Well, to brown it you would need to add some fat - would you like to brown your boiled beef in olive oil? I dunno, seems like a lot of trouble for not a lot of benefit.

Tell you what - you try it and let us know what you think


----------



## Maverick2272 (Jun 17, 2008)

GotGarlic said:


> Well, to brown it you would need to add some fat - would you like to brown your boiled beef in olive oil? I dunno, seems like a lot of trouble for not a lot of benefit.
> 
> Tell you what - you try it and let us know what you think



Me and my big mouth !

Now i gotta go get some ground beef...


----------



## gadzooks (Jun 17, 2008)

I guess I'm not very sophisticated. I grind my own beef, usually chuck, which is pretty lean, and brown it in olive oil. Leave all the fat on/in. Browning is a good time to caramelize onions,  add peppers, garlic, etc. Then I build my sauce on top of it. A little bit of arrowroot powder gets rid of any oil slicks. My neighbors back in Philadelphia, the Pileggi's, used to soak up the oil slick with Italian bread, a treat in itself.


----------



## Michael in FtW (Jun 17, 2008)

Well, humm ... boiling the ground beef might remove more fat than browning and draining ... but it also leaches out nutrients into the water that would not be lost in browning. So to answer the question in two parts:

Can you remove more fat by boiling? Possibly - although if you ground your own using a well trimmed cheaper grade and cut of beef, like select grade chuck roast - not much fat to start with.
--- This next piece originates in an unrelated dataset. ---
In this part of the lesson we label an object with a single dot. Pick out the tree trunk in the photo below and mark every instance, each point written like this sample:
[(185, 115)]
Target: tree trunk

Is it healthier? Only if you're talking about the fat content - but certainly not healthier when you consider the nutrients you are tossing out with the boiling water.

When you look at bullion, consume, or beef tea - the flavor and nutrients are in the water - the meat used to make it is then discarded because it has no nutritional value - like the vegetables you use to make stock.

Flavors are created during browning, Malliard browning reactions - reactions between natural sugars, fats, and proteins, which will never be created during boiling. The more flavorful stocks are created by roasting and browning the bones before using to make a stock.

If the cook was having to add bullion back to the boiled beef - that was just to add flavor back to otherwise tasteless and nutritionally deficient ground beef texture.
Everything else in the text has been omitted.